Записи Гельфанда — так же, как дневники и воспоминания других современников, евреев и неевреев — свидетельствуют, что антисемитизм в стране интернационалистов не был изжит. Советская власть упорно боролась с антисемитизмом, особенно в конце 1920‐х — начале 1930‐х. В годы войны об этом нечего было и думать: в открытую бороться с антисемитизмом означало, по сути, подтверждать один из основных тезисов нацистской пропаганды о советской власти как власти еврейской. Власть, в условиях широкого распространения антисемитских настроений, вряд ли могла это себе позволить. Даже если бы хотела.
Уже будучи в армии, в июне 1942 года Гельфанд нашел две немецкие листовки, призывавшие красноармейцев сдаваться:
Какие глупые и безграмотные авторы работали над их составлением! Какие недалекие мысли выражены в этих «листовках», с позволения сказать. Просто не верится, что эти листовки составлялись с целью пропаганды перехода наших людей на сторону немецких прохвостов. Кто поверит их неубедительным доводам и доверится им? Единственный правильно вставленный аргумент — это вопрос о евреях. Антисемитизм здесь сильно развит и слова, что «мы боремся только против жидов, севших на вашу шею и являющихся виновниками войны», могут подействовать кой на кого (12.06.1942).
Гельфанд, в тех случаях, когда оказывается среди не знающих его людей, проявляя то ли малодушие, то ли здравый смысл, скрывает свое еврейство. Однажды, к примеру, он представляется «русско-грузином»: «Отец, дескать, русский, мать — грузинка» (28.07.1942). Совсем туго пришлось Гельфанду в госпитале, в котором раненые содержались в ужасных условиях: завтрак подавали в шесть или семь часов вечера, «зато» обед в пять утра; до ужина дело не доходило. Качество еды (вода с манкой, ложка картошки, 600 граммов хлеба и т. п.) состязалось с ее регулярностью:
Много других ужасающих неполадков существует у нас, но люди (не все, правда) во всем обвиняют евреев, открыто называют всех нас жидами. Мне больше всех достается, хотя я, безусловно, ни в чем тут не виноват. На мне вымещают они свою злобу и обидно кричат мне «жид», ругаются и никогда не дают мне слова вымолвить или сделать кому-либо замечание, когда они сорят и гадят у меня на постели (29.12.1942).

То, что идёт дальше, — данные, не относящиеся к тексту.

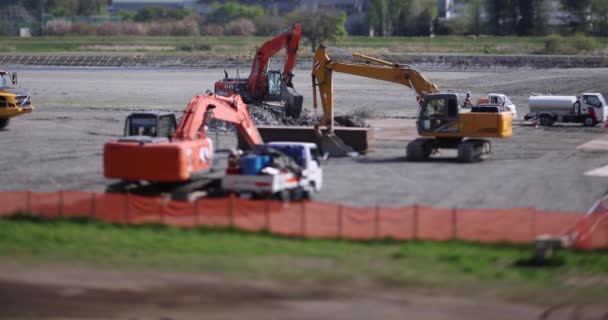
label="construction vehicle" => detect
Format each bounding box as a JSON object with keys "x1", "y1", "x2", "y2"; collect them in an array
[
  {"x1": 0, "y1": 70, "x2": 33, "y2": 129},
  {"x1": 214, "y1": 23, "x2": 303, "y2": 118},
  {"x1": 524, "y1": 93, "x2": 607, "y2": 127},
  {"x1": 104, "y1": 92, "x2": 263, "y2": 200},
  {"x1": 222, "y1": 142, "x2": 323, "y2": 201},
  {"x1": 311, "y1": 45, "x2": 512, "y2": 162}
]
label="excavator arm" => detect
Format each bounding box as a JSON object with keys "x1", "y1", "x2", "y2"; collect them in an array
[
  {"x1": 104, "y1": 92, "x2": 263, "y2": 182},
  {"x1": 174, "y1": 93, "x2": 263, "y2": 148},
  {"x1": 248, "y1": 23, "x2": 302, "y2": 99},
  {"x1": 312, "y1": 45, "x2": 439, "y2": 133}
]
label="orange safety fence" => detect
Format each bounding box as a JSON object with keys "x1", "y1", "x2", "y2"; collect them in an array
[{"x1": 1, "y1": 190, "x2": 607, "y2": 250}]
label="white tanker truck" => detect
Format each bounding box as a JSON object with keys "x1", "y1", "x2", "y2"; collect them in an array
[{"x1": 524, "y1": 93, "x2": 607, "y2": 127}]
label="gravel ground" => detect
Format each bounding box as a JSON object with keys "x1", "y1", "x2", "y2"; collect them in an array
[{"x1": 2, "y1": 67, "x2": 608, "y2": 212}]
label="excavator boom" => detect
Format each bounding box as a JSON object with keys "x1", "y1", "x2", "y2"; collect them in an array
[
  {"x1": 312, "y1": 45, "x2": 438, "y2": 133},
  {"x1": 104, "y1": 93, "x2": 262, "y2": 182},
  {"x1": 248, "y1": 23, "x2": 301, "y2": 99},
  {"x1": 311, "y1": 45, "x2": 512, "y2": 161}
]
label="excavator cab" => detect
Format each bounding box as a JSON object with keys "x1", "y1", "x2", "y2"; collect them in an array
[
  {"x1": 124, "y1": 112, "x2": 177, "y2": 138},
  {"x1": 417, "y1": 93, "x2": 461, "y2": 134},
  {"x1": 265, "y1": 70, "x2": 283, "y2": 97}
]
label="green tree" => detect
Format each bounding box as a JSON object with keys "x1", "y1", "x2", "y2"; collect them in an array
[
  {"x1": 467, "y1": 0, "x2": 483, "y2": 36},
  {"x1": 485, "y1": 0, "x2": 518, "y2": 35},
  {"x1": 560, "y1": 0, "x2": 592, "y2": 33},
  {"x1": 48, "y1": 0, "x2": 79, "y2": 16},
  {"x1": 285, "y1": 10, "x2": 346, "y2": 52},
  {"x1": 591, "y1": 0, "x2": 608, "y2": 35},
  {"x1": 205, "y1": 1, "x2": 264, "y2": 24}
]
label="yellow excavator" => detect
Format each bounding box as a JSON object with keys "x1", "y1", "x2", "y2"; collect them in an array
[
  {"x1": 311, "y1": 45, "x2": 512, "y2": 162},
  {"x1": 0, "y1": 70, "x2": 33, "y2": 129}
]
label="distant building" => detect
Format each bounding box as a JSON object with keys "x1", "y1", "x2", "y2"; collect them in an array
[{"x1": 437, "y1": 0, "x2": 454, "y2": 19}]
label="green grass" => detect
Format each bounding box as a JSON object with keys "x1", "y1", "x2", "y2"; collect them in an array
[
  {"x1": 1, "y1": 35, "x2": 607, "y2": 55},
  {"x1": 1, "y1": 216, "x2": 607, "y2": 304}
]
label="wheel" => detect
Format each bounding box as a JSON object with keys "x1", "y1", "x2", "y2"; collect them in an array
[
  {"x1": 457, "y1": 142, "x2": 475, "y2": 163},
  {"x1": 539, "y1": 115, "x2": 554, "y2": 126},
  {"x1": 273, "y1": 189, "x2": 290, "y2": 202},
  {"x1": 0, "y1": 118, "x2": 10, "y2": 130},
  {"x1": 289, "y1": 187, "x2": 304, "y2": 201},
  {"x1": 406, "y1": 138, "x2": 434, "y2": 161},
  {"x1": 583, "y1": 116, "x2": 597, "y2": 127}
]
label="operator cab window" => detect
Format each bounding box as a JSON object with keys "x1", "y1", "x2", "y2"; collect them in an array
[
  {"x1": 158, "y1": 115, "x2": 176, "y2": 137},
  {"x1": 267, "y1": 72, "x2": 282, "y2": 96},
  {"x1": 585, "y1": 95, "x2": 602, "y2": 108},
  {"x1": 127, "y1": 117, "x2": 157, "y2": 137},
  {"x1": 420, "y1": 97, "x2": 459, "y2": 133},
  {"x1": 0, "y1": 74, "x2": 11, "y2": 88}
]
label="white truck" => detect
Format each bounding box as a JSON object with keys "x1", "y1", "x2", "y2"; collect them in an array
[
  {"x1": 221, "y1": 142, "x2": 323, "y2": 201},
  {"x1": 475, "y1": 93, "x2": 518, "y2": 118},
  {"x1": 524, "y1": 93, "x2": 607, "y2": 127}
]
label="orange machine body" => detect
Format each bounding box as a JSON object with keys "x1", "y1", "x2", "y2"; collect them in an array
[{"x1": 103, "y1": 93, "x2": 263, "y2": 183}]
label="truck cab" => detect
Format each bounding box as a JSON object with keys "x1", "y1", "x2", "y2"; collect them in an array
[
  {"x1": 581, "y1": 93, "x2": 608, "y2": 125},
  {"x1": 0, "y1": 70, "x2": 34, "y2": 129}
]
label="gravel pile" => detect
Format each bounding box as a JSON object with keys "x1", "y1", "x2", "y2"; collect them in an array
[{"x1": 207, "y1": 103, "x2": 368, "y2": 133}]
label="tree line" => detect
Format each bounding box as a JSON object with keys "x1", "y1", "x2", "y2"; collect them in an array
[{"x1": 3, "y1": 0, "x2": 608, "y2": 38}]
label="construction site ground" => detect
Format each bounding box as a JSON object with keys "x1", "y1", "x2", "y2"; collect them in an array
[
  {"x1": 2, "y1": 66, "x2": 608, "y2": 212},
  {"x1": 2, "y1": 65, "x2": 608, "y2": 319}
]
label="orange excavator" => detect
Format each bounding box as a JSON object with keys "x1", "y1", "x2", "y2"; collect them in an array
[
  {"x1": 214, "y1": 23, "x2": 303, "y2": 118},
  {"x1": 104, "y1": 92, "x2": 263, "y2": 200}
]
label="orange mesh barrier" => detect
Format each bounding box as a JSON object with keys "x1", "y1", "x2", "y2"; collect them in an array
[
  {"x1": 0, "y1": 191, "x2": 27, "y2": 216},
  {"x1": 93, "y1": 193, "x2": 127, "y2": 223},
  {"x1": 61, "y1": 191, "x2": 96, "y2": 219},
  {"x1": 194, "y1": 198, "x2": 231, "y2": 227},
  {"x1": 457, "y1": 208, "x2": 535, "y2": 244},
  {"x1": 341, "y1": 206, "x2": 376, "y2": 240},
  {"x1": 29, "y1": 191, "x2": 61, "y2": 218},
  {"x1": 232, "y1": 198, "x2": 268, "y2": 232},
  {"x1": 0, "y1": 191, "x2": 606, "y2": 249},
  {"x1": 378, "y1": 206, "x2": 415, "y2": 240},
  {"x1": 268, "y1": 202, "x2": 303, "y2": 236},
  {"x1": 303, "y1": 202, "x2": 340, "y2": 239},
  {"x1": 417, "y1": 206, "x2": 453, "y2": 241}
]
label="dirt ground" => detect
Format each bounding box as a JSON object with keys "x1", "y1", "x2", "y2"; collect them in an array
[
  {"x1": 2, "y1": 66, "x2": 608, "y2": 319},
  {"x1": 1, "y1": 260, "x2": 607, "y2": 320},
  {"x1": 2, "y1": 67, "x2": 608, "y2": 211}
]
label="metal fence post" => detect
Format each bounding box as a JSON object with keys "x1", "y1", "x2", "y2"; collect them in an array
[
  {"x1": 337, "y1": 204, "x2": 343, "y2": 239},
  {"x1": 531, "y1": 208, "x2": 537, "y2": 240},
  {"x1": 26, "y1": 190, "x2": 32, "y2": 214},
  {"x1": 193, "y1": 198, "x2": 200, "y2": 227},
  {"x1": 413, "y1": 204, "x2": 419, "y2": 240},
  {"x1": 124, "y1": 193, "x2": 130, "y2": 224},
  {"x1": 58, "y1": 190, "x2": 64, "y2": 218},
  {"x1": 451, "y1": 207, "x2": 458, "y2": 240},
  {"x1": 90, "y1": 192, "x2": 96, "y2": 220},
  {"x1": 264, "y1": 200, "x2": 271, "y2": 232},
  {"x1": 159, "y1": 198, "x2": 164, "y2": 224},
  {"x1": 228, "y1": 194, "x2": 235, "y2": 228},
  {"x1": 374, "y1": 205, "x2": 380, "y2": 239},
  {"x1": 300, "y1": 202, "x2": 306, "y2": 237}
]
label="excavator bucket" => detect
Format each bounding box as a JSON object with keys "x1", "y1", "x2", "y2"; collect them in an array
[
  {"x1": 282, "y1": 86, "x2": 303, "y2": 118},
  {"x1": 319, "y1": 133, "x2": 358, "y2": 157}
]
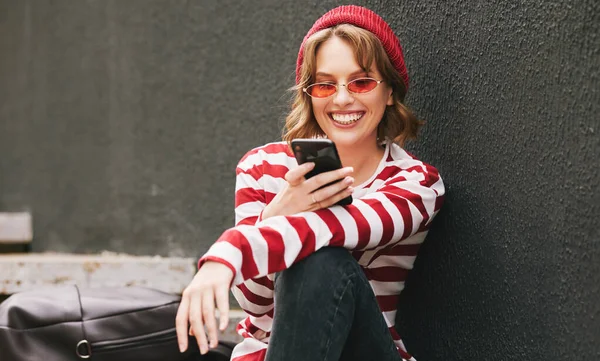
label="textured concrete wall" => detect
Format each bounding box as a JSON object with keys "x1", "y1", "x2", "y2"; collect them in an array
[{"x1": 0, "y1": 0, "x2": 598, "y2": 360}]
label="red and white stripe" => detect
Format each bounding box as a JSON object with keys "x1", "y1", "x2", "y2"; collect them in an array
[{"x1": 200, "y1": 141, "x2": 444, "y2": 361}]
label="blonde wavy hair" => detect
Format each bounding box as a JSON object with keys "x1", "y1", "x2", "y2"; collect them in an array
[{"x1": 282, "y1": 24, "x2": 422, "y2": 146}]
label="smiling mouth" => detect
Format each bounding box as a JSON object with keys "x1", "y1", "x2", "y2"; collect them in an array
[{"x1": 330, "y1": 112, "x2": 364, "y2": 125}]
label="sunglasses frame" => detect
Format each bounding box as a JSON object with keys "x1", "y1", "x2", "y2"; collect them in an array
[{"x1": 303, "y1": 77, "x2": 384, "y2": 98}]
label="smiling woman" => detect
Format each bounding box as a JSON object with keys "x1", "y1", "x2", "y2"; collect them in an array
[
  {"x1": 311, "y1": 36, "x2": 393, "y2": 156},
  {"x1": 176, "y1": 5, "x2": 445, "y2": 361}
]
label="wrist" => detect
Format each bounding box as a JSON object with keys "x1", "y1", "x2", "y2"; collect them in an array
[{"x1": 198, "y1": 255, "x2": 237, "y2": 286}]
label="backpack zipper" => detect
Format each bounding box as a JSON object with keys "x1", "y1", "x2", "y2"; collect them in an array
[{"x1": 76, "y1": 328, "x2": 178, "y2": 357}]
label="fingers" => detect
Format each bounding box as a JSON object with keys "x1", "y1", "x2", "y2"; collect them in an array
[
  {"x1": 215, "y1": 285, "x2": 230, "y2": 332},
  {"x1": 285, "y1": 162, "x2": 315, "y2": 186},
  {"x1": 189, "y1": 292, "x2": 209, "y2": 355},
  {"x1": 310, "y1": 175, "x2": 354, "y2": 204},
  {"x1": 311, "y1": 185, "x2": 354, "y2": 210},
  {"x1": 305, "y1": 166, "x2": 353, "y2": 192},
  {"x1": 329, "y1": 185, "x2": 355, "y2": 206},
  {"x1": 175, "y1": 291, "x2": 191, "y2": 352},
  {"x1": 202, "y1": 291, "x2": 219, "y2": 350},
  {"x1": 176, "y1": 263, "x2": 234, "y2": 356}
]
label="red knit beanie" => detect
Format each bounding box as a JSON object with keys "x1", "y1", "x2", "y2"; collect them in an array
[{"x1": 296, "y1": 5, "x2": 409, "y2": 91}]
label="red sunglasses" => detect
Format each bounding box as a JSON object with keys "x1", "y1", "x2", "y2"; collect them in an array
[{"x1": 303, "y1": 77, "x2": 384, "y2": 98}]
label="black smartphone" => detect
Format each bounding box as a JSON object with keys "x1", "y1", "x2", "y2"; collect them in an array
[{"x1": 291, "y1": 138, "x2": 353, "y2": 206}]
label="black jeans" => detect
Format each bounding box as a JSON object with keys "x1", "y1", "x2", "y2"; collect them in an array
[{"x1": 265, "y1": 247, "x2": 404, "y2": 361}]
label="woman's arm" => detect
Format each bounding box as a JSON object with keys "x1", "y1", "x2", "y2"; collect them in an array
[
  {"x1": 232, "y1": 153, "x2": 279, "y2": 325},
  {"x1": 201, "y1": 160, "x2": 445, "y2": 286},
  {"x1": 176, "y1": 149, "x2": 276, "y2": 354}
]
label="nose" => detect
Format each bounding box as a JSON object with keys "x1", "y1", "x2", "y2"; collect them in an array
[{"x1": 332, "y1": 84, "x2": 354, "y2": 107}]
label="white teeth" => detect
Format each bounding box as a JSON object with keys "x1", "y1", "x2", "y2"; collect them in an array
[{"x1": 331, "y1": 113, "x2": 363, "y2": 124}]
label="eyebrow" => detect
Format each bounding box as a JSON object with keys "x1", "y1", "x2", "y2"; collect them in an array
[{"x1": 315, "y1": 69, "x2": 370, "y2": 78}]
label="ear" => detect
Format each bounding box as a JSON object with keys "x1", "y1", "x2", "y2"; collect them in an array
[{"x1": 386, "y1": 89, "x2": 394, "y2": 106}]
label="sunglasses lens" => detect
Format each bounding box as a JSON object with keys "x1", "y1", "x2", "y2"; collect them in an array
[
  {"x1": 347, "y1": 78, "x2": 378, "y2": 93},
  {"x1": 306, "y1": 84, "x2": 336, "y2": 98}
]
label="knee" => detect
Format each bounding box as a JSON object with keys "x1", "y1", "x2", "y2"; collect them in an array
[
  {"x1": 297, "y1": 247, "x2": 356, "y2": 271},
  {"x1": 275, "y1": 247, "x2": 359, "y2": 292}
]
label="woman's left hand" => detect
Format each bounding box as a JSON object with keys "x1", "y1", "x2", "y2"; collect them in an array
[{"x1": 175, "y1": 261, "x2": 234, "y2": 355}]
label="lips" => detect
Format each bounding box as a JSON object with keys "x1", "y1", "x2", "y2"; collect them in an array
[{"x1": 329, "y1": 112, "x2": 365, "y2": 125}]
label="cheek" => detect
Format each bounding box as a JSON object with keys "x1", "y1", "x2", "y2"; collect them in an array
[
  {"x1": 370, "y1": 92, "x2": 392, "y2": 113},
  {"x1": 310, "y1": 98, "x2": 319, "y2": 113},
  {"x1": 311, "y1": 100, "x2": 327, "y2": 119}
]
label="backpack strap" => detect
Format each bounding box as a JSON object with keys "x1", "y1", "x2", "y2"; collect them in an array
[{"x1": 74, "y1": 285, "x2": 92, "y2": 359}]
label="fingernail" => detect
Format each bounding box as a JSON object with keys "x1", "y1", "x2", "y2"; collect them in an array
[
  {"x1": 201, "y1": 346, "x2": 208, "y2": 354},
  {"x1": 345, "y1": 177, "x2": 354, "y2": 184},
  {"x1": 179, "y1": 343, "x2": 185, "y2": 353},
  {"x1": 348, "y1": 186, "x2": 354, "y2": 193}
]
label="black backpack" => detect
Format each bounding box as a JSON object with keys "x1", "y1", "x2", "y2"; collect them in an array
[{"x1": 0, "y1": 285, "x2": 235, "y2": 361}]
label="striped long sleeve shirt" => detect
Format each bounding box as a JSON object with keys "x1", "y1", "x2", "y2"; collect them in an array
[{"x1": 199, "y1": 140, "x2": 445, "y2": 361}]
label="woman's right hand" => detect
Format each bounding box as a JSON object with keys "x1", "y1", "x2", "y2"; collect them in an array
[{"x1": 261, "y1": 162, "x2": 354, "y2": 220}]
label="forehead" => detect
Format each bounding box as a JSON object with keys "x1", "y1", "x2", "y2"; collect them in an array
[{"x1": 314, "y1": 36, "x2": 377, "y2": 77}]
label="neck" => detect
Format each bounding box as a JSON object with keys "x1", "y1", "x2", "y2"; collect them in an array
[{"x1": 337, "y1": 139, "x2": 385, "y2": 185}]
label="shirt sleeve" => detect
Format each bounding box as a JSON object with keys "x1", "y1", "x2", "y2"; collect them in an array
[
  {"x1": 229, "y1": 151, "x2": 276, "y2": 334},
  {"x1": 201, "y1": 158, "x2": 445, "y2": 287},
  {"x1": 234, "y1": 160, "x2": 267, "y2": 226}
]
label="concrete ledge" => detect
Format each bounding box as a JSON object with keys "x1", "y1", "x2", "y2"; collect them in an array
[
  {"x1": 0, "y1": 212, "x2": 32, "y2": 243},
  {"x1": 0, "y1": 251, "x2": 247, "y2": 343},
  {"x1": 0, "y1": 252, "x2": 197, "y2": 294}
]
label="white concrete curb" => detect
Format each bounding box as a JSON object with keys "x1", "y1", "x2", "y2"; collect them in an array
[{"x1": 0, "y1": 252, "x2": 196, "y2": 294}]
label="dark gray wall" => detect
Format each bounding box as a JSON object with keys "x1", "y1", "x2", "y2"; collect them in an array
[{"x1": 1, "y1": 1, "x2": 598, "y2": 360}]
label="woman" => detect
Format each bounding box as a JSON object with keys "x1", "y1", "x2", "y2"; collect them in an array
[{"x1": 176, "y1": 5, "x2": 445, "y2": 361}]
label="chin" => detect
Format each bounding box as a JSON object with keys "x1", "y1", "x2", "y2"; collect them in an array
[{"x1": 325, "y1": 131, "x2": 372, "y2": 148}]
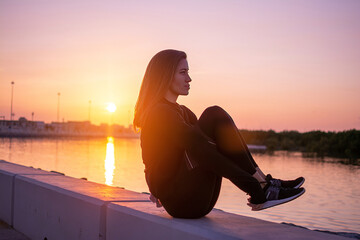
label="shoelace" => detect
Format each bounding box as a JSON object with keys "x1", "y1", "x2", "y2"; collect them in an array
[{"x1": 269, "y1": 178, "x2": 282, "y2": 187}]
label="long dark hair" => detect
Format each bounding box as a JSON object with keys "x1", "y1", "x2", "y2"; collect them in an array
[{"x1": 133, "y1": 49, "x2": 187, "y2": 130}]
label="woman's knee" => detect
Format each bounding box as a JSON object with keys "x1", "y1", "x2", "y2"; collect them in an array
[
  {"x1": 198, "y1": 105, "x2": 233, "y2": 137},
  {"x1": 199, "y1": 105, "x2": 228, "y2": 122}
]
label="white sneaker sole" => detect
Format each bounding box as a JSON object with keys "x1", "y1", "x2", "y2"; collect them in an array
[
  {"x1": 250, "y1": 188, "x2": 305, "y2": 211},
  {"x1": 294, "y1": 178, "x2": 305, "y2": 189}
]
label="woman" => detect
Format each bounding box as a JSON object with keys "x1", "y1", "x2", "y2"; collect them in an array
[{"x1": 134, "y1": 49, "x2": 305, "y2": 218}]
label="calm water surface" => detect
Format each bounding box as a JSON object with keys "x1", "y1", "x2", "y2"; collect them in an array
[{"x1": 0, "y1": 137, "x2": 359, "y2": 234}]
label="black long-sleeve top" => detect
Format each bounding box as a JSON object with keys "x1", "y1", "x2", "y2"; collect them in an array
[{"x1": 140, "y1": 99, "x2": 226, "y2": 199}]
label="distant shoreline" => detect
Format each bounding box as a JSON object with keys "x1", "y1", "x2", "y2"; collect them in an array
[
  {"x1": 240, "y1": 129, "x2": 360, "y2": 162},
  {"x1": 0, "y1": 118, "x2": 139, "y2": 139},
  {"x1": 0, "y1": 132, "x2": 139, "y2": 139}
]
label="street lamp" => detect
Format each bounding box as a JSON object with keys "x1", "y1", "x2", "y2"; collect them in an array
[
  {"x1": 57, "y1": 92, "x2": 60, "y2": 122},
  {"x1": 10, "y1": 81, "x2": 14, "y2": 121}
]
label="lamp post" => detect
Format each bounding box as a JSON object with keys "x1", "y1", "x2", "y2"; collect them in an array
[
  {"x1": 57, "y1": 92, "x2": 60, "y2": 122},
  {"x1": 10, "y1": 81, "x2": 14, "y2": 121}
]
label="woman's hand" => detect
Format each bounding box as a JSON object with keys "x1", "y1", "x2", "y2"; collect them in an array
[{"x1": 149, "y1": 193, "x2": 163, "y2": 208}]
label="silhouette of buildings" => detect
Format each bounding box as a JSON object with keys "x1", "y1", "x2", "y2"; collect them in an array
[{"x1": 0, "y1": 117, "x2": 138, "y2": 138}]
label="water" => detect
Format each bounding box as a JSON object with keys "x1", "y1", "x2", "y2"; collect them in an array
[{"x1": 0, "y1": 137, "x2": 359, "y2": 234}]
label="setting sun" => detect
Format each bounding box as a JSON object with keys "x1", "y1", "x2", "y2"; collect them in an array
[{"x1": 106, "y1": 102, "x2": 117, "y2": 113}]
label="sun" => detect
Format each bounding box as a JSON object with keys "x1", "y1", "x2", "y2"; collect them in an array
[{"x1": 106, "y1": 102, "x2": 117, "y2": 113}]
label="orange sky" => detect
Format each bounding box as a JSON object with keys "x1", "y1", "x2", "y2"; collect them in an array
[{"x1": 1, "y1": 0, "x2": 359, "y2": 132}]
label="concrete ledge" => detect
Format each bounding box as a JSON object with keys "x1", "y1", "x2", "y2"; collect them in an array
[
  {"x1": 0, "y1": 160, "x2": 349, "y2": 240},
  {"x1": 15, "y1": 174, "x2": 150, "y2": 202},
  {"x1": 106, "y1": 202, "x2": 348, "y2": 240},
  {"x1": 0, "y1": 160, "x2": 57, "y2": 225},
  {"x1": 12, "y1": 173, "x2": 150, "y2": 240},
  {"x1": 14, "y1": 175, "x2": 106, "y2": 240}
]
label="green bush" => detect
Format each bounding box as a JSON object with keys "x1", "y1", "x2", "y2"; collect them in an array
[{"x1": 239, "y1": 129, "x2": 360, "y2": 160}]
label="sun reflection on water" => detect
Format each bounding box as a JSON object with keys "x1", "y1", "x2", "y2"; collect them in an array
[{"x1": 105, "y1": 136, "x2": 115, "y2": 186}]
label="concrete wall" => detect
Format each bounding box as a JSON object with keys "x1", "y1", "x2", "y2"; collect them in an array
[
  {"x1": 0, "y1": 160, "x2": 57, "y2": 226},
  {"x1": 0, "y1": 160, "x2": 348, "y2": 240}
]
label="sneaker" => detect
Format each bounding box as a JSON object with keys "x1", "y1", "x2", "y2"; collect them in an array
[
  {"x1": 266, "y1": 174, "x2": 305, "y2": 189},
  {"x1": 247, "y1": 185, "x2": 305, "y2": 211}
]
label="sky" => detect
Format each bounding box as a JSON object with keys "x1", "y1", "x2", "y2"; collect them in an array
[{"x1": 0, "y1": 0, "x2": 359, "y2": 132}]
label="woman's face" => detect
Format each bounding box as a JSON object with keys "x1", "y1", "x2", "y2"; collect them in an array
[{"x1": 168, "y1": 58, "x2": 192, "y2": 98}]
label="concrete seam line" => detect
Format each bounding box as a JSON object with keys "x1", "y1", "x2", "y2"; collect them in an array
[
  {"x1": 99, "y1": 200, "x2": 150, "y2": 240},
  {"x1": 100, "y1": 202, "x2": 111, "y2": 240}
]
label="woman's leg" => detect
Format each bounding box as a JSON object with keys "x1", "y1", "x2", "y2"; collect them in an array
[
  {"x1": 160, "y1": 159, "x2": 222, "y2": 218},
  {"x1": 162, "y1": 150, "x2": 267, "y2": 217},
  {"x1": 197, "y1": 106, "x2": 303, "y2": 189},
  {"x1": 183, "y1": 106, "x2": 304, "y2": 213},
  {"x1": 161, "y1": 106, "x2": 268, "y2": 218},
  {"x1": 198, "y1": 106, "x2": 262, "y2": 176},
  {"x1": 194, "y1": 106, "x2": 267, "y2": 202}
]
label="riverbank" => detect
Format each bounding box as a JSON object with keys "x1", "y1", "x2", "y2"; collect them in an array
[{"x1": 0, "y1": 160, "x2": 354, "y2": 240}]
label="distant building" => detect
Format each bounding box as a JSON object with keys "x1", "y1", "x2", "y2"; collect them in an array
[
  {"x1": 34, "y1": 121, "x2": 45, "y2": 130},
  {"x1": 0, "y1": 117, "x2": 45, "y2": 136},
  {"x1": 0, "y1": 118, "x2": 139, "y2": 138}
]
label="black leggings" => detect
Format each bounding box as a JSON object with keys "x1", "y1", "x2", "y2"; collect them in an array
[{"x1": 161, "y1": 106, "x2": 266, "y2": 218}]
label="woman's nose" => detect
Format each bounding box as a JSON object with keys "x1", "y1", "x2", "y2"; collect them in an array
[{"x1": 186, "y1": 75, "x2": 192, "y2": 82}]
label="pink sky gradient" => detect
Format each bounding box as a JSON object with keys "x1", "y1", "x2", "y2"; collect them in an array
[{"x1": 1, "y1": 0, "x2": 359, "y2": 131}]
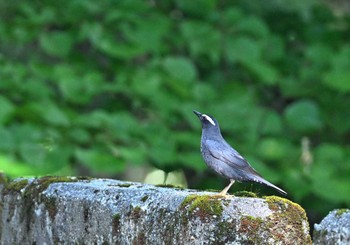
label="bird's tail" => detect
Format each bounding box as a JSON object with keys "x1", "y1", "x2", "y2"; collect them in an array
[{"x1": 254, "y1": 175, "x2": 287, "y2": 195}]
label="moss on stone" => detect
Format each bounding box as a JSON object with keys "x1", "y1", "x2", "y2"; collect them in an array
[
  {"x1": 133, "y1": 232, "x2": 146, "y2": 245},
  {"x1": 42, "y1": 196, "x2": 58, "y2": 220},
  {"x1": 180, "y1": 194, "x2": 224, "y2": 222},
  {"x1": 76, "y1": 176, "x2": 94, "y2": 181},
  {"x1": 118, "y1": 184, "x2": 132, "y2": 187},
  {"x1": 234, "y1": 190, "x2": 258, "y2": 198},
  {"x1": 0, "y1": 173, "x2": 9, "y2": 185},
  {"x1": 155, "y1": 184, "x2": 184, "y2": 189},
  {"x1": 112, "y1": 213, "x2": 121, "y2": 234},
  {"x1": 131, "y1": 206, "x2": 142, "y2": 220},
  {"x1": 141, "y1": 195, "x2": 149, "y2": 202},
  {"x1": 3, "y1": 179, "x2": 29, "y2": 195},
  {"x1": 35, "y1": 176, "x2": 77, "y2": 194},
  {"x1": 264, "y1": 196, "x2": 312, "y2": 244},
  {"x1": 335, "y1": 208, "x2": 349, "y2": 216},
  {"x1": 215, "y1": 220, "x2": 236, "y2": 243},
  {"x1": 17, "y1": 176, "x2": 78, "y2": 232},
  {"x1": 239, "y1": 216, "x2": 265, "y2": 244}
]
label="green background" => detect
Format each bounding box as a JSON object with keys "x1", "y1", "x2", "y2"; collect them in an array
[{"x1": 1, "y1": 0, "x2": 350, "y2": 230}]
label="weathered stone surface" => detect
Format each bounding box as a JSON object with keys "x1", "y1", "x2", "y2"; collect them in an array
[
  {"x1": 0, "y1": 177, "x2": 312, "y2": 244},
  {"x1": 313, "y1": 209, "x2": 350, "y2": 245}
]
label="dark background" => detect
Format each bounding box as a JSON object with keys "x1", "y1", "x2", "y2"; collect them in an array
[{"x1": 1, "y1": 0, "x2": 350, "y2": 232}]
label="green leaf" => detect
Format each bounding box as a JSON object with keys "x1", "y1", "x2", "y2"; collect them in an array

Зачем я еврей? — записывает однажды в отчаянии Гельфанд. — Зачем вообще существуют нации на свете? Принадлежность к еврейской нации является неизменным моим бичом, постоянным мучением, от которого нельзя сыскать спасения. За что не любят евреев? Почему мне, как и многим другим, приходится иногда скрывать свое происхождение? (09.04.1943)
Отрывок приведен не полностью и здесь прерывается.